On June 30, 2018, the cradle-to-grave scheme, like newspapers, books, and board games, will go digital. On this day, EPA’s new E-Manifest Rule will become effective. Here are twelve things you should know about this rule:
- The E-manifest was not EPA’s idea. Rather, EPA is carrying out the directives set by Congress in the Hazardous Waste Electronic Manifest Establishment Act. 42 U.S.C. 6339(g)
- It will take effect in all states, whether the state is authorized to run the RCRA program or not. Authorized states must amend their rules to adopt the program.
- The rule will cover not only the well-known federal RCRA hazardous wastes (i.e., the characteristic “D” codes and the listed “F,””K”, “P”, and “U” codes) but also state-only hazardous wastes (such as waste oil in Massachusetts) and PCBs.
- Paper manifests, at least for a time, may still be used, but at a price. Here are the current estimated costs for different types of manifest under the program:
- Only the receiving facility pays the fee to the government not the generator or transporter. Undoubtedly, however, many of these receiving facilities may be looking to pass on the costs to their customers.

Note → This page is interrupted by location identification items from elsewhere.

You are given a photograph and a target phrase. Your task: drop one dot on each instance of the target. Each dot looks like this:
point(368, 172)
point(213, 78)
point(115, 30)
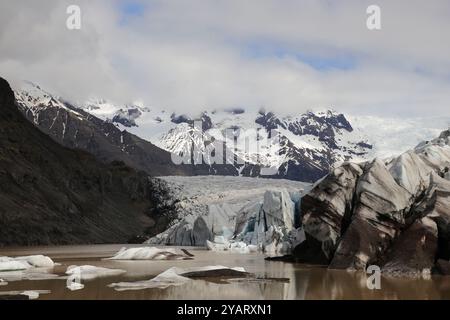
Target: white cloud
point(195, 55)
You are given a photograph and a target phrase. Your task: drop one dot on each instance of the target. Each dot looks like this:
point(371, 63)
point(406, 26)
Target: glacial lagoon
point(296, 281)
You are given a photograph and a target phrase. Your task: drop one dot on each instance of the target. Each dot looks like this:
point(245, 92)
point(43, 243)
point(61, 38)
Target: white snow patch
point(149, 253)
point(88, 272)
point(171, 277)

- EPA intends to institute a phase out of paper manifests after three years of operation. During this phase-out period, a generator may still use a paper manifest but the receiving facility will be expected to transfer the data in digital format to EPA.
- The receiving facility must pay the fee even if it rejects a waste shipment back to the generator. If the rejected shipment is sent instead to an alternate TSD, that facility pays the fee.
- EPA plans to revise the fee schedule every 2 years, which will include higher fees for paper manifests if electronic manifest use does not reach 75% in 4 years. The new fee schedules will not require rulemaking.
- EPA’s goal is to eliminate paper manifests after 5 years.
- EPA estimates the program will result in $66 million in costs savings, though most of the savings appear to result from decreased burdens on state and federal governments. See 83 Fed. Reg. at 446.
- Generators, at least for a time, will still need to prepare Biennial reports, though these are one of the burdens the rule is intended to eliminate.
- Users will register for the E-manifest system at RCRAinfo. This system is not up yet.